Asiah unslung her rifle. Sweeping back and forth, she searched the shadows, her finger twitching on the trigger. “Begging your pardon, LT, I think it’s time we bug the hell out of here.”
“I think you may be right—”
If he hadn’t had the external mics on his suit switched on he’d never have heard it: the telltale ching of over-tensed metal. If he hadn’t been looking right at her, he never would have seen that micro-thin filament of metallic cord snap out from the shadows.
More than thirty meters long, the threadlike cord shot out, straight and level to coil around the armored collar of her neck. Asiah jerked to a halt, as if at the end of a tether. Her eyes bulged wide, first in realization, then in terror. Her weapon fell from her hands as they flailed and grasped for the cord tightening about her neck. In desperation she grabbed hold, only to slice off all eight of her fingers and one thumb, the filament slicing through her armor as if it were paper. Then, the cord tensed, pulled, and just like Albors, Asiah’s head was lifted free of her shoulders, sailing, rolling, bouncing sickeningly across the cratered floor until it disappeared into the shadows.
The silvery, whisper-thin cable, along with her head, were gone.
Cold sweat trickled down Valeri’s forehead and into his eyes. Asiah’s body fell forward, landed with a thud. All her telemetry lights went dim, then dark. And not just hers. Seven more signals winked out in that same instant. Eight mercenary soldiers, almost half the women and men in his command, dead in an instant, their bodies tumbling down the embankment.
And it was all he could do to gape, helplessly.
The chatter of small arms fire snapped him back from the brink—the women and men of his platoon firing back.
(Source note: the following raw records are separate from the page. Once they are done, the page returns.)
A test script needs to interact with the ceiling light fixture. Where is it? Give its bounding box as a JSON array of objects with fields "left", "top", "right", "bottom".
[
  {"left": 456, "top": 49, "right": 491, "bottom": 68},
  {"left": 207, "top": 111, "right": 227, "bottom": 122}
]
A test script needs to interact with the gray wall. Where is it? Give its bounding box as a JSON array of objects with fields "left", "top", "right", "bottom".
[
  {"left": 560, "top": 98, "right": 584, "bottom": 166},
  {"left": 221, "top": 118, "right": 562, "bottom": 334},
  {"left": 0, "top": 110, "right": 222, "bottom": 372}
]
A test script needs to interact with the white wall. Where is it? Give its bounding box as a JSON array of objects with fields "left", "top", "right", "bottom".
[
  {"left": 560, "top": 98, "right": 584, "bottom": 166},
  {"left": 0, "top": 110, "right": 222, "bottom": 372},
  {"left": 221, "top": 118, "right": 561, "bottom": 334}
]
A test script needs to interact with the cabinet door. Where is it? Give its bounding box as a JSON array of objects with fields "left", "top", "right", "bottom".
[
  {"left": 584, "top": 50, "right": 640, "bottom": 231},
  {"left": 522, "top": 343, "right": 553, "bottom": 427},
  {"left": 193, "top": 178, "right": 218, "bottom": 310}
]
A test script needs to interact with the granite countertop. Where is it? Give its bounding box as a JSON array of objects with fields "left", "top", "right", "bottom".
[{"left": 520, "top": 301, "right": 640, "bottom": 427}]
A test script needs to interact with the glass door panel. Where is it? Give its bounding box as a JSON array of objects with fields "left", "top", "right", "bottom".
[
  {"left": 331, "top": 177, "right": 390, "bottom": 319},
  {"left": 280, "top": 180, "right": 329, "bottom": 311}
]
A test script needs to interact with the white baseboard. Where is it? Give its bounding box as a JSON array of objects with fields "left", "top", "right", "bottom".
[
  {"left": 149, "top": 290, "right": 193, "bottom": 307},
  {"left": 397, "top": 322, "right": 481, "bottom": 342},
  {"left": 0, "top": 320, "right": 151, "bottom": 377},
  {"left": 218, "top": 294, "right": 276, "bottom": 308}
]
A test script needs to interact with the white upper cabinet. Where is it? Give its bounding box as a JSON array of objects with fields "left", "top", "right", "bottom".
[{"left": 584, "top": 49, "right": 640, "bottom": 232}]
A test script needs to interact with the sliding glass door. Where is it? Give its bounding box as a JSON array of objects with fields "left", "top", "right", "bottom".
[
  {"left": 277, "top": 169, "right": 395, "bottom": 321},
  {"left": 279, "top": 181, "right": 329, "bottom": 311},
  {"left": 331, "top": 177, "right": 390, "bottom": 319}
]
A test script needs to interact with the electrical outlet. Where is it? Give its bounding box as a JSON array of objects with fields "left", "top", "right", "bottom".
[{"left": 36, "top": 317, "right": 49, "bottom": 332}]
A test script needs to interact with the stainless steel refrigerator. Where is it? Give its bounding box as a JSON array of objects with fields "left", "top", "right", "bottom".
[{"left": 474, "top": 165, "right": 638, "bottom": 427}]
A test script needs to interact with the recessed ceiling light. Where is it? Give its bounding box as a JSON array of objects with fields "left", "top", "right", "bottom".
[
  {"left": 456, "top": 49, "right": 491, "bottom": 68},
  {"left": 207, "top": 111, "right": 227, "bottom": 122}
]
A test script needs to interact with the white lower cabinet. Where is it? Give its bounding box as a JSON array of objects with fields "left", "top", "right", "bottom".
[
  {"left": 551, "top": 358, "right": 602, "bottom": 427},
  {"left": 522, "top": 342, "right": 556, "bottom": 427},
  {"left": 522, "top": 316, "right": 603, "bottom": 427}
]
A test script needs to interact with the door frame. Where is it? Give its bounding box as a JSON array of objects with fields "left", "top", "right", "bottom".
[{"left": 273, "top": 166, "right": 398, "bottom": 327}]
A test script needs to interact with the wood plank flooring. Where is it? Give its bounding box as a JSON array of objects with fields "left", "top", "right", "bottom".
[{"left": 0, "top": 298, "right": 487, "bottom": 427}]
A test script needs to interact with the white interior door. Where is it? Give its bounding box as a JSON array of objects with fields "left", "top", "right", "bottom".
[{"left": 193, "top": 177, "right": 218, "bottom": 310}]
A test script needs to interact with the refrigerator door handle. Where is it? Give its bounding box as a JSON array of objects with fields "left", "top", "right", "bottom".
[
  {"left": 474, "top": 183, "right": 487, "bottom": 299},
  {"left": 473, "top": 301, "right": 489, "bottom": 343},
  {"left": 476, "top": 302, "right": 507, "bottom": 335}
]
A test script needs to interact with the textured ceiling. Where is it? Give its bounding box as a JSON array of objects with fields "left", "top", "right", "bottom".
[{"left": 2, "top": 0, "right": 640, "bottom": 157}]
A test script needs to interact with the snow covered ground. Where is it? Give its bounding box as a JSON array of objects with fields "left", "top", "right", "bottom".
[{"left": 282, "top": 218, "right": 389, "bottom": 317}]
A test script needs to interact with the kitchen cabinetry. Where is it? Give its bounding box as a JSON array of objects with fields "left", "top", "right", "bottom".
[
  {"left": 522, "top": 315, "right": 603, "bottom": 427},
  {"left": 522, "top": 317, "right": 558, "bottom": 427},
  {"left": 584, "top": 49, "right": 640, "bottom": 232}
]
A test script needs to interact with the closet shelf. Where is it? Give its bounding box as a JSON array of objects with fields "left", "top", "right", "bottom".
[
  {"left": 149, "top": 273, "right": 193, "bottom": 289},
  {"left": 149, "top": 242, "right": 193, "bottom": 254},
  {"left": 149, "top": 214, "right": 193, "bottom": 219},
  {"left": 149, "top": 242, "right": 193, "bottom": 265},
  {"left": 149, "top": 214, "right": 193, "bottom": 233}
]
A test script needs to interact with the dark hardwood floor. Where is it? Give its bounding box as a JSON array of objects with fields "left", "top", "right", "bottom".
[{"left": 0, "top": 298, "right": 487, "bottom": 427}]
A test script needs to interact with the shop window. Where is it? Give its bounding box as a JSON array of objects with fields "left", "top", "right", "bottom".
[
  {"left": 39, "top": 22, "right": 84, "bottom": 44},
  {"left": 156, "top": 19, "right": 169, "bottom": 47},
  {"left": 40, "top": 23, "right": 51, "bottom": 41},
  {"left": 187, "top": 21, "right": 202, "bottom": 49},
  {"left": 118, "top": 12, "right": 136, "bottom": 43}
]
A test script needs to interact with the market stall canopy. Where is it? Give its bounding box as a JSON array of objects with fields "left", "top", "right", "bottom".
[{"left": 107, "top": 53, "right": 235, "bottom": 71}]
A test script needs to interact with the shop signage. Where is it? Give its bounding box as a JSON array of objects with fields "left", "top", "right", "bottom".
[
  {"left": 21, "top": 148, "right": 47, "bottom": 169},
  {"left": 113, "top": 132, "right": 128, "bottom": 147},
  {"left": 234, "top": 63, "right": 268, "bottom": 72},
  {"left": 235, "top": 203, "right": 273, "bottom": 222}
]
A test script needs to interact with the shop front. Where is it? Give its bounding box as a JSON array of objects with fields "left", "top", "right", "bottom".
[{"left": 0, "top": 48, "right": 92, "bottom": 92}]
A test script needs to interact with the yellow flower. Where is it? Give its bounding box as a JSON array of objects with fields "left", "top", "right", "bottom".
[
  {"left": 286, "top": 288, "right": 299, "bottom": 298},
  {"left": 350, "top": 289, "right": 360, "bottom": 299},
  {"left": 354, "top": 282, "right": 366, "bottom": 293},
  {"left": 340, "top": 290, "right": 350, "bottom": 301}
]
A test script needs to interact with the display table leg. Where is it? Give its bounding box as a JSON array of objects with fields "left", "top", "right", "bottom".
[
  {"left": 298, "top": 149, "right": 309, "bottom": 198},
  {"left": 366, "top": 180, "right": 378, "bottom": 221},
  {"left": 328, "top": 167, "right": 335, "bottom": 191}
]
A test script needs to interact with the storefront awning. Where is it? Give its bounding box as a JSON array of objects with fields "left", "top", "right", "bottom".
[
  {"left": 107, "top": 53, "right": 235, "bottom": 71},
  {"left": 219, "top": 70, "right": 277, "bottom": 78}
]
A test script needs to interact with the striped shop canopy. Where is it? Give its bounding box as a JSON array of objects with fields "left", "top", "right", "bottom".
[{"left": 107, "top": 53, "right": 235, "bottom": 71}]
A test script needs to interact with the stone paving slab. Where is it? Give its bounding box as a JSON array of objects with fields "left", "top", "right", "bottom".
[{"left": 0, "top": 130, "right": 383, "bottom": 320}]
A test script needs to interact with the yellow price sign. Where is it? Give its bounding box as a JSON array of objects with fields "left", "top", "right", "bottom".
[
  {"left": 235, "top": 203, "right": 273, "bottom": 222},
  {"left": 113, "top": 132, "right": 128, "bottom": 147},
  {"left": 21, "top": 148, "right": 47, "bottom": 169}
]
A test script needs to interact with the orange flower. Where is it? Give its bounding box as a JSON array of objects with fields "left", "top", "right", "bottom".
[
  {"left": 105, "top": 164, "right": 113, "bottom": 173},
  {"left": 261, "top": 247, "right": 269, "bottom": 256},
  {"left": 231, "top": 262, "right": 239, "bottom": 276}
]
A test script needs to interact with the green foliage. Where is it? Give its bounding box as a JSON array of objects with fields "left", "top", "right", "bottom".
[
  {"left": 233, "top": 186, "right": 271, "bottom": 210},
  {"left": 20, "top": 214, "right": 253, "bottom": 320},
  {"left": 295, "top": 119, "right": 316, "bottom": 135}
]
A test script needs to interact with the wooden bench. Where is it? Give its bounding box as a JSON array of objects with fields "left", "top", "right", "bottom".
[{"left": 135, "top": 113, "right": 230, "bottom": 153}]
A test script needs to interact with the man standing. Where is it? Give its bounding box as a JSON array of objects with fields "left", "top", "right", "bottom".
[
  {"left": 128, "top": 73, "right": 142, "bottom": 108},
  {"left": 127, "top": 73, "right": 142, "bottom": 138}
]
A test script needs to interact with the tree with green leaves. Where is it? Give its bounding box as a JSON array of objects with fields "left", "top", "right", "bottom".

Years of brutal training took over. Shirking off the weight of Albors, Valeri used all the power of his suit to leap upward and back. The leap took him out of the pit, landing atop one of the higher slabs left standing. Gauze rifle at the ready, he searched for a target, anything. Finding nothing, he fired blind, not stopping until he’d emptied an entire magazine.
Forcing calm—first into himself, and then his voice—he called out, “Barbarà, Zlatan, lay down suppressing fire. Everyone else, fall back to the LZ. Now!”
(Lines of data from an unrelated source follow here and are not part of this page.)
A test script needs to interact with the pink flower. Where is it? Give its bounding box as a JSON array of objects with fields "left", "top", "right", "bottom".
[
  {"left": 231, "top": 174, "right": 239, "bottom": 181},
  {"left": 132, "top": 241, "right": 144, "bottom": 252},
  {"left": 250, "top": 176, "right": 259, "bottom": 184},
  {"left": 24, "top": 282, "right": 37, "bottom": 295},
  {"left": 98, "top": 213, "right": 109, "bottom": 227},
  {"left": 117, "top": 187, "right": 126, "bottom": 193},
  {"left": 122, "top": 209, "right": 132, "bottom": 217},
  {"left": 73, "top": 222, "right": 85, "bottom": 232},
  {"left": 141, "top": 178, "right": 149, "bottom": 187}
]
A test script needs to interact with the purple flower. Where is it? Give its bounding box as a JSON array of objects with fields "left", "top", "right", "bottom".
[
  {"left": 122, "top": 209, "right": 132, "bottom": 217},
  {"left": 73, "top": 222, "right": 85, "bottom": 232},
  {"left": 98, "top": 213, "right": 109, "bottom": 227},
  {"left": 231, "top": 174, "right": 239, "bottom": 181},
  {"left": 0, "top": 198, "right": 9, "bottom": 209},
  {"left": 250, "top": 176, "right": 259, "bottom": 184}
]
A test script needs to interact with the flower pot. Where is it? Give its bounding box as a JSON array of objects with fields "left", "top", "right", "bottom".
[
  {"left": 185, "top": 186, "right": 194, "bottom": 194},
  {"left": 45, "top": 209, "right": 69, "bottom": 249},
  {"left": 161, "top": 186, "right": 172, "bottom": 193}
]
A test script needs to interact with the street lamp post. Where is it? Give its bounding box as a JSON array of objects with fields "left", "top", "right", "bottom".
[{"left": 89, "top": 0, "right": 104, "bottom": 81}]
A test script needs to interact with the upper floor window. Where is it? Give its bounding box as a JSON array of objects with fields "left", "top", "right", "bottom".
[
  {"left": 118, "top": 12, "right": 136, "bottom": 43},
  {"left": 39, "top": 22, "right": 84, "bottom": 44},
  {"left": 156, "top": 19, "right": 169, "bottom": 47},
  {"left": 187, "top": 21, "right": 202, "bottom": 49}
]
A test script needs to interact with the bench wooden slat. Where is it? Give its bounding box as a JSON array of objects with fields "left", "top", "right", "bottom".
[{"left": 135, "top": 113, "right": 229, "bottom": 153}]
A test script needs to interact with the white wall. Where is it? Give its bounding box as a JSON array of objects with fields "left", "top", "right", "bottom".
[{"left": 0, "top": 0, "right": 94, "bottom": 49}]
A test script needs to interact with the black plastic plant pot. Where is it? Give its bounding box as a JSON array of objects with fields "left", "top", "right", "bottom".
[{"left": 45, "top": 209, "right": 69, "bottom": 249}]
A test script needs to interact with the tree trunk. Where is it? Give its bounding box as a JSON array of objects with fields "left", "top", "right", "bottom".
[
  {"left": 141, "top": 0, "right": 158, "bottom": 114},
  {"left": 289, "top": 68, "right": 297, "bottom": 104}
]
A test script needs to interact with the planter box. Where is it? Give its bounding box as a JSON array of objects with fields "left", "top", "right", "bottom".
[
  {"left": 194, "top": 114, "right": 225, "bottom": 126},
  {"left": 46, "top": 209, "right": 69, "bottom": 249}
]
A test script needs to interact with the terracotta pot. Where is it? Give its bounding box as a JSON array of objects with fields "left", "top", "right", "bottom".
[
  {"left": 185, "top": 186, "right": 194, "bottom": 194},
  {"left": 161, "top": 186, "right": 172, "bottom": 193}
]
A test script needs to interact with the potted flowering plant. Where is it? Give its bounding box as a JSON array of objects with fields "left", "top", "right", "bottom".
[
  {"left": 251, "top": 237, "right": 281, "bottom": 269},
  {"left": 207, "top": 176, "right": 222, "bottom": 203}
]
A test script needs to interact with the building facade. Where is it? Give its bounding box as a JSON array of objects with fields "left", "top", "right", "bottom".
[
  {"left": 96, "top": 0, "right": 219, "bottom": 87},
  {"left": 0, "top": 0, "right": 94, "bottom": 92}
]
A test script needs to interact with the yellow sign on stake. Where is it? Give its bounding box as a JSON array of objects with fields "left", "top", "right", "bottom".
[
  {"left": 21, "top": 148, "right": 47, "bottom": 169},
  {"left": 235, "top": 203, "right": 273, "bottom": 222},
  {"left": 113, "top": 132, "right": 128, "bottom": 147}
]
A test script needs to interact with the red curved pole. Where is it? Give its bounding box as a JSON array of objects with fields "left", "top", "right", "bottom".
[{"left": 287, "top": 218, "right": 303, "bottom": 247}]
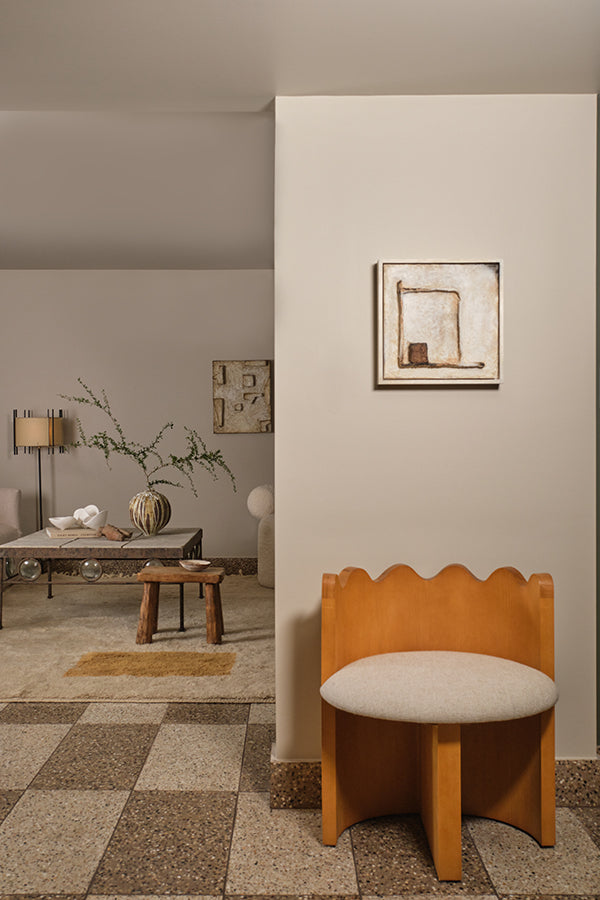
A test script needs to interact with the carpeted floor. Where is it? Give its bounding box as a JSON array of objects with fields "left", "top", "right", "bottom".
[{"left": 0, "top": 575, "right": 275, "bottom": 702}]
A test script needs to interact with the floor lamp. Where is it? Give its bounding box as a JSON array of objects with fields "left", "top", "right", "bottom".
[{"left": 13, "top": 409, "right": 65, "bottom": 529}]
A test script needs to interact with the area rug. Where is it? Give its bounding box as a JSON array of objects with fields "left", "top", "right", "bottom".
[
  {"left": 65, "top": 650, "right": 235, "bottom": 678},
  {"left": 0, "top": 575, "right": 275, "bottom": 703}
]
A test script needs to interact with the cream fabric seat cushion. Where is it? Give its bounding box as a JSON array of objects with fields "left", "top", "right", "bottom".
[{"left": 321, "top": 650, "right": 558, "bottom": 725}]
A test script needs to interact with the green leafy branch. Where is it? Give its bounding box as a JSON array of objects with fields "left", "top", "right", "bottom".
[{"left": 60, "top": 378, "right": 236, "bottom": 497}]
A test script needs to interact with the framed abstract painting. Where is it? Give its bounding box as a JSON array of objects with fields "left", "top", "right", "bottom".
[{"left": 377, "top": 261, "right": 502, "bottom": 385}]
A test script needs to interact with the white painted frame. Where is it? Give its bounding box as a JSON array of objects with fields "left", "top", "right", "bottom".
[{"left": 377, "top": 260, "right": 503, "bottom": 387}]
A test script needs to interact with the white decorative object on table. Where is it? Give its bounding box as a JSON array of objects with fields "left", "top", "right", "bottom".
[
  {"left": 48, "top": 516, "right": 79, "bottom": 531},
  {"left": 179, "top": 559, "right": 210, "bottom": 572},
  {"left": 72, "top": 503, "right": 108, "bottom": 529}
]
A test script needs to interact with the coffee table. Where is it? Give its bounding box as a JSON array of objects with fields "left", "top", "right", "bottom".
[{"left": 0, "top": 528, "right": 202, "bottom": 631}]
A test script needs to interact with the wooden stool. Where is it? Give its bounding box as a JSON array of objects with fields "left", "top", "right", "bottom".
[{"left": 135, "top": 566, "right": 225, "bottom": 644}]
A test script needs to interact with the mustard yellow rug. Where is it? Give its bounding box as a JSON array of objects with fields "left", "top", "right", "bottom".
[{"left": 65, "top": 650, "right": 235, "bottom": 678}]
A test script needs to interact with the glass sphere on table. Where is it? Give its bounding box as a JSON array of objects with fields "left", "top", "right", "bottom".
[
  {"left": 19, "top": 558, "right": 42, "bottom": 581},
  {"left": 79, "top": 559, "right": 102, "bottom": 581}
]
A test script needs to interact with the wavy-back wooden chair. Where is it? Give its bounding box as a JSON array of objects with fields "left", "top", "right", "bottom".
[{"left": 321, "top": 565, "right": 557, "bottom": 880}]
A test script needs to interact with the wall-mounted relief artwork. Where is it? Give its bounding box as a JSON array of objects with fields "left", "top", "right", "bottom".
[
  {"left": 213, "top": 359, "right": 273, "bottom": 434},
  {"left": 377, "top": 262, "right": 502, "bottom": 385}
]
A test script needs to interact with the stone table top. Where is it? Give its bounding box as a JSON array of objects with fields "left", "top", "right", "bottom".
[{"left": 0, "top": 528, "right": 202, "bottom": 559}]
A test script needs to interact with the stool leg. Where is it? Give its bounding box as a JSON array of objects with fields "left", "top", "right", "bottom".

The order was pointless. Three more signals went dark, Barbarà’s included. The others were already on the run. Fumbling a new magazine into his rifle, he almost missed it: movement, four figures, bursting from the cover of the shadows.
Coming straight at him. Fast.
Until now he hadn’t had time to consider who his foe was—at least not beyond the obvious: Independents. He’d fought his share of Indies, but Independents were just terrorists, woman and men, guerrilla fighters sworn to bring down Fed-Cor. But what he saw…
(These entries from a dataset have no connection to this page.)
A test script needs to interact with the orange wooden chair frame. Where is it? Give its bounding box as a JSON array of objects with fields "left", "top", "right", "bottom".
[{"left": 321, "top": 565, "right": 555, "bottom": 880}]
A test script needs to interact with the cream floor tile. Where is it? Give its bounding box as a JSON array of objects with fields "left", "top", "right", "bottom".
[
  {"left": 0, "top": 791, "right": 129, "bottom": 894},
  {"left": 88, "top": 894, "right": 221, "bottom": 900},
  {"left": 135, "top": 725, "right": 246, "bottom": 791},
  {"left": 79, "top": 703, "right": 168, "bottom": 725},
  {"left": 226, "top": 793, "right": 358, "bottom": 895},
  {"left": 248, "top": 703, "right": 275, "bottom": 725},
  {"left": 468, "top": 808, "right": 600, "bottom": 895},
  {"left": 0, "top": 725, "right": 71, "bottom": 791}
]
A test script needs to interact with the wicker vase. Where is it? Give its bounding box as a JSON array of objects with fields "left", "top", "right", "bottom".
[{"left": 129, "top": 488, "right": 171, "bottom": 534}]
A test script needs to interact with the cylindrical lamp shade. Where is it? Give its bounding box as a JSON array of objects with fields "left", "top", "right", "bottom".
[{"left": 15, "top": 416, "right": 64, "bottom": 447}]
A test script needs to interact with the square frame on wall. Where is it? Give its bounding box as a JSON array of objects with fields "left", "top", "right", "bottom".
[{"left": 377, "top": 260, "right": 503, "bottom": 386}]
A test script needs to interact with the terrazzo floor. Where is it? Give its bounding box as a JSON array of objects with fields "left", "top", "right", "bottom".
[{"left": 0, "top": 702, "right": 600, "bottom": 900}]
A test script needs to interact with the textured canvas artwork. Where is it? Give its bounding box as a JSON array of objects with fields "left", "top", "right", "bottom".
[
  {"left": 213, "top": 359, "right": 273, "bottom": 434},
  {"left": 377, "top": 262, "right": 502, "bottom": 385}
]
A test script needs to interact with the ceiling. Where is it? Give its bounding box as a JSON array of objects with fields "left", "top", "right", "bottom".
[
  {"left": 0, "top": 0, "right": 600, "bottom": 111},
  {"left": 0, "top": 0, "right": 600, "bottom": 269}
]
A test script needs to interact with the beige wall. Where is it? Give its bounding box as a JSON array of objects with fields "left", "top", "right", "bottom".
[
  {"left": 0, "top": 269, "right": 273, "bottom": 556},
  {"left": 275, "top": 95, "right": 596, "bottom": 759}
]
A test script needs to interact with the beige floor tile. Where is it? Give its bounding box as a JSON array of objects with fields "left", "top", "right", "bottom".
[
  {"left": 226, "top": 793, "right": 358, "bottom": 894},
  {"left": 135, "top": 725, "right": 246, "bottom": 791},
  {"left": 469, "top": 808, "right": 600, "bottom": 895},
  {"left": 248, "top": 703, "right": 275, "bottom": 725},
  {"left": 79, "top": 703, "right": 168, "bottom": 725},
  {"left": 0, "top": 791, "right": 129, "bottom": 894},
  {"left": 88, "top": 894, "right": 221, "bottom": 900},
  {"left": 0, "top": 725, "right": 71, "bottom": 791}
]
It wasn’t their speed that surprised him; he could run more than one hundred kilometers an hour in his powered armor over short distances. But these figures weren’t wearing armor. It didn’t look like they were wearing any protection at all, not against the rain of ordnance fired their way, not even against the radiation permeating the surface of Wolf TEN61c. Their black clothing appeared light, even flimsy, more of a second skin than pure armor. Yet their movements were as fluid as any dancer, and their speed was impossible.
They didn’t even have weapons, just the long metallic tethers which they wielded to deadly effect.
And their skin? Maybe it was just the gain of his night vision cranked up against the darkness, but their flesh looked light, inhumanely pale.
A soldier next to him unloaded eighteen rounds, high explosives that landed right in their midst. Nothing. No effect. Wherever the grenades landed, those figures, those wraiths, they simply weren’t there.
But they weren’t wraiths, were they. Whatever they were, as strange as they might appear, they were human. His suit’s scans showed as much. And that meant they could be killed.
Lt. Valeri Lawther leveled his weapon, sighted and fired.